The three boys had knocked up a new raft, using off-cuts of timber from a nearby building site. It consisted of two sturdy crossbars, some sheets of polystyrene and a serviceable platform made of planks from a concrete mould. They propelled it with long poles, which they inserted into the murky water and used to push off from the bottom, since the pool wasn’t very deep. Although they wore rubber boots and did their best to keep dry, it was not uncommon for kids to fall in. Then they would return home with their knees trembling from the cold and at the thought of yet another telling-off — or worse — for turning up like drowned rats again.

They punted along gingerly in the direction of the Kringlumýri road, trying not to rock the raft in case it shipped water or sent them overboard. There was quite a knack to this: like tightrope walking, it required cooperation, skill, and not least a cool head. The boys took their time to find their balance before finally daring to push off from shore, aware that if they stood too close together on one side they risked capsizing.

In the event, the maiden voyage exceeded expectations. They were pleased with their new craft, which slipped along easily, and they made several trips back and forth across the deepest part of the pond. The rumble of traffic reached them from Miklabraut in the north, while the view to the south was dominated by the geothermal-heating pipeline that supplied hot water to the tanks on top of Öskjuhlíd hill. This was another of their playgrounds, where they sometimes came across small, hard balls the size of hens’ eggs. They had puzzled over these until one of their fathers explained that they were golf balls. People must have been practising on the waste-ground by the pipeline, he said, adding that Reykjavík’s golf course had once been located on the eastern side of Öskjuhlíd, not far from Kringlumýri. In those days the area had been known as Golfskálatjörn or ‘Clubhouse Pond’, though he thought it unlikely the balls had been lying there that long.

They were making good headway when the raft encountered an obstacle. One corner dipped into the dark water, and they came to a standstill. The boys quickly restored the equilibrium by shifting to the opposite side, and gradually the platform rose up again, though not all the way. It must have caught on something heavy. On previous excursions they had found a variety of junk in the brown depths; rubbish that had been thrown into the pits, such as the broken bicycle that jutted up in one spot. Some of this junk, like the polystyrene, had come in handy for raft building, but this hindrance, whatever it was, seemed more immovable. They guessed it must have snagged on a nail sticking out of one of the crossbars.

Warily, they tried pushing backwards, and discovered that it took all their strength to move their vessel. The debris dragged along with them a short way, then the raft suddenly broke free, its corner shooting up out of the water, almost causing them to overbalance. They managed to steady it again, thanking their lucky stars that they hadn’t got drenched, then turned their attention to the thing that had been pulled up to the surface.

‘What is it?’ asked one, poking cautiously with his pole.
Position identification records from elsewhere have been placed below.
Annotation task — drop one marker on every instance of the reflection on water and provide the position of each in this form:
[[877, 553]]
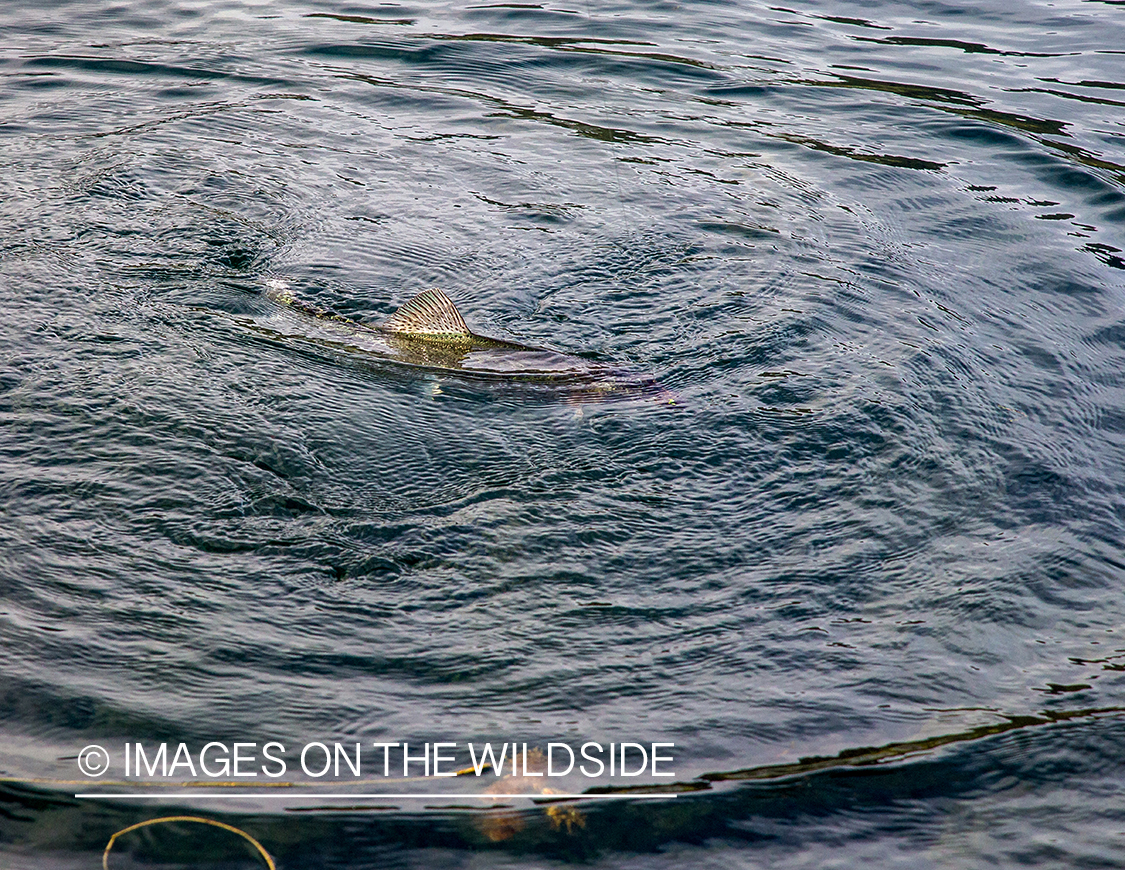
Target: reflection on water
[[864, 572]]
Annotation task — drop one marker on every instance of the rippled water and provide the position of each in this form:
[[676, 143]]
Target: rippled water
[[864, 570]]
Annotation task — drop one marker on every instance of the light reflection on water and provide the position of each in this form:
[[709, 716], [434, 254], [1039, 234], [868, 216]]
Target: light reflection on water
[[876, 260]]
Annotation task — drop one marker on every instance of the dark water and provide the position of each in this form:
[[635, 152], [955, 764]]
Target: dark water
[[865, 572]]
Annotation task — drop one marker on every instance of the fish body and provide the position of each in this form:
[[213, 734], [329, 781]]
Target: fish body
[[428, 332]]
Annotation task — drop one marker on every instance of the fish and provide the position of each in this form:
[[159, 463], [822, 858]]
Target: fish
[[429, 333]]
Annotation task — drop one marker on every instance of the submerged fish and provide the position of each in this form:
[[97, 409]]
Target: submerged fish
[[428, 332]]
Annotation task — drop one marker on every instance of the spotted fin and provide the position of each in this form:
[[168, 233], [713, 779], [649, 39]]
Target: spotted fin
[[430, 314]]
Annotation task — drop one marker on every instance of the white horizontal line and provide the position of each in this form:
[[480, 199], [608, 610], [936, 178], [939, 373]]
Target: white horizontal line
[[299, 796]]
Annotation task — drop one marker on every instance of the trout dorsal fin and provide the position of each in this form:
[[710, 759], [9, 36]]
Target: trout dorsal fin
[[431, 314]]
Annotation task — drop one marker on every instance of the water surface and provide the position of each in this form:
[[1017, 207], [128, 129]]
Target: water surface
[[865, 572]]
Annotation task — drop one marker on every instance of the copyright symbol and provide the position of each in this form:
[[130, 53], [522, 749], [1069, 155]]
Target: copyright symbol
[[93, 761]]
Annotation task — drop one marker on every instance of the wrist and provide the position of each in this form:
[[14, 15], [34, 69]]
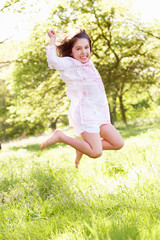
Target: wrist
[[52, 41]]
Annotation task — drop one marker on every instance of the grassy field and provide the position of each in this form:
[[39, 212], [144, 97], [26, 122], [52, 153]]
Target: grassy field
[[43, 196]]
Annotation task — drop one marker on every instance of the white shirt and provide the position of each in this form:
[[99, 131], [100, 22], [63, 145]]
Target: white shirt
[[85, 88]]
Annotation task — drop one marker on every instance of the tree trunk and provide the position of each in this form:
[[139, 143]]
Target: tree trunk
[[113, 110], [123, 111]]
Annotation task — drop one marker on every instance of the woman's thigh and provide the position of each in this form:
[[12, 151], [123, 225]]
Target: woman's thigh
[[109, 133]]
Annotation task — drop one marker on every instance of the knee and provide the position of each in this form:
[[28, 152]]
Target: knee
[[120, 144], [96, 154]]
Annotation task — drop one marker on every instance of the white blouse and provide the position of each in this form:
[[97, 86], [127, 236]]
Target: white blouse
[[84, 88]]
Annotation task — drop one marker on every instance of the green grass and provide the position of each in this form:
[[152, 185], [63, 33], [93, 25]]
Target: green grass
[[117, 196]]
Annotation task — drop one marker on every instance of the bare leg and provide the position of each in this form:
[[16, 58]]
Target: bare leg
[[78, 158], [111, 138], [90, 144]]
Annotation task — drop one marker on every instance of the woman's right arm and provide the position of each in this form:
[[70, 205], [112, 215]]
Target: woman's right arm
[[55, 62]]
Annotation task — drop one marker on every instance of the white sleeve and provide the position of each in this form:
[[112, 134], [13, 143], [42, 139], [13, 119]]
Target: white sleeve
[[58, 63]]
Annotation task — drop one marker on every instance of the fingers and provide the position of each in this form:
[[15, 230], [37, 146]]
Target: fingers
[[52, 33]]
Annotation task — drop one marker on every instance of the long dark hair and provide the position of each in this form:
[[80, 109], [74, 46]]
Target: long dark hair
[[65, 47]]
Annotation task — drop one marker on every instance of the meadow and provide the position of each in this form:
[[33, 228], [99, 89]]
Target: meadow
[[115, 197]]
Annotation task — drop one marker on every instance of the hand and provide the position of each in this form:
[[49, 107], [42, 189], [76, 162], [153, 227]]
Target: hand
[[52, 34]]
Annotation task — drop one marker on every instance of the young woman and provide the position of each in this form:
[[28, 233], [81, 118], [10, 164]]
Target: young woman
[[89, 111]]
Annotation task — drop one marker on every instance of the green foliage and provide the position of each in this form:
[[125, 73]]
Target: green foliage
[[43, 196], [34, 86], [124, 51]]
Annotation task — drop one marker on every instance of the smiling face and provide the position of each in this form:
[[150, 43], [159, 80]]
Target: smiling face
[[81, 50]]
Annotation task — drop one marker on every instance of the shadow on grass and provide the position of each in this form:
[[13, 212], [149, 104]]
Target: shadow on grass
[[50, 195], [137, 127], [36, 147]]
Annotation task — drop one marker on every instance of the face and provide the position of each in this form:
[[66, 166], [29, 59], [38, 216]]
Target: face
[[81, 50]]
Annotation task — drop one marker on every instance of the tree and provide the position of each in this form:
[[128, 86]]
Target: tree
[[121, 47], [122, 53]]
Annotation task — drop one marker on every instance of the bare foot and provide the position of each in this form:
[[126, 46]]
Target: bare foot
[[55, 137], [78, 158]]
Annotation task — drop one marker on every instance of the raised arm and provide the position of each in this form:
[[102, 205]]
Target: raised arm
[[55, 62]]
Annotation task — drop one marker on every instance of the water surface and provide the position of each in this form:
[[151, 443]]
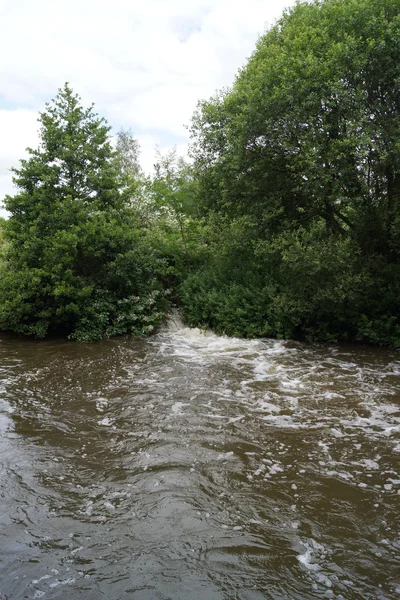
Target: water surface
[[195, 467]]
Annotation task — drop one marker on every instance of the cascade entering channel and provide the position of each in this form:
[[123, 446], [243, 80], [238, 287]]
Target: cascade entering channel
[[189, 466]]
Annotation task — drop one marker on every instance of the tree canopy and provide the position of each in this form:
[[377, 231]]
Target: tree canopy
[[76, 262]]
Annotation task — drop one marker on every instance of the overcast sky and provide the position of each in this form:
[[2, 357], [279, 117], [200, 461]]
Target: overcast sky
[[144, 63]]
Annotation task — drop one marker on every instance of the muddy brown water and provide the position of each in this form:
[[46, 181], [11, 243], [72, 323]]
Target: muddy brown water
[[195, 467]]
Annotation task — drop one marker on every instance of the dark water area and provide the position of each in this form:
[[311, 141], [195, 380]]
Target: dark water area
[[195, 467]]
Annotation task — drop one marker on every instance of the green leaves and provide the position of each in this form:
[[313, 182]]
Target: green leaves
[[74, 254]]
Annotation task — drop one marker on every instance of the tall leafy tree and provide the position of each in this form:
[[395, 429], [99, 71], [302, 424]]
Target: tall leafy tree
[[75, 261], [301, 158]]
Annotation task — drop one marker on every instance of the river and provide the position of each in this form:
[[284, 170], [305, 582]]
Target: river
[[189, 466]]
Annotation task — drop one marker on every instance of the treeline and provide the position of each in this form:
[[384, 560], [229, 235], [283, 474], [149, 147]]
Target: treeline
[[287, 224]]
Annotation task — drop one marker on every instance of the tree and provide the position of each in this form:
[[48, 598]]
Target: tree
[[300, 160], [75, 262], [311, 128]]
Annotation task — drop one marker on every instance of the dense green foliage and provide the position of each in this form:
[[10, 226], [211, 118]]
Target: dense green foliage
[[298, 165], [77, 262], [287, 224]]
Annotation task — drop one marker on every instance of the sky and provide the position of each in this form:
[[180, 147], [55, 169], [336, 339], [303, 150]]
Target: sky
[[144, 63]]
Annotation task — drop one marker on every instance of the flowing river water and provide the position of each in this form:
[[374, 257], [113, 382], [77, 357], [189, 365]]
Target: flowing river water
[[195, 467]]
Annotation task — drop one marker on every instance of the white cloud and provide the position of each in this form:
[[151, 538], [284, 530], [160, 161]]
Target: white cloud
[[144, 64]]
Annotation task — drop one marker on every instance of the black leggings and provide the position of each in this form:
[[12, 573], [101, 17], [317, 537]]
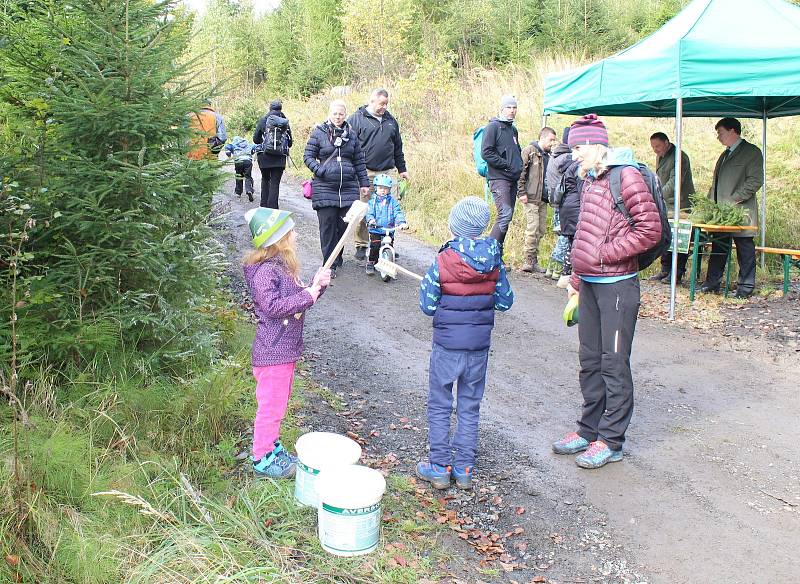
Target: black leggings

‘Is it a bag?’ asked his friend.

‘No, it’s an anorak,’ said the third.

The first boy prodded harder, jabbing the object until finally it moved. It sank from view and they fished around until it floated up again. Then, by slow degrees it turned over, and from under the anorak a man’s head appeared, white and bloodless, with colourless strands of hair. It was the most gruesome sight they had ever seen. One of the boys let out a yell and tumbled backwards into the water. At that, the precarious equilibrium was lost and before they knew it all three had fallen overboard, and they waded shrieking to the shore.

They stood there for a moment, wet and shivering, gaping at the green anorak and the side of the face that was exposed above the water, then turned and fled as fast as their legs would carry them.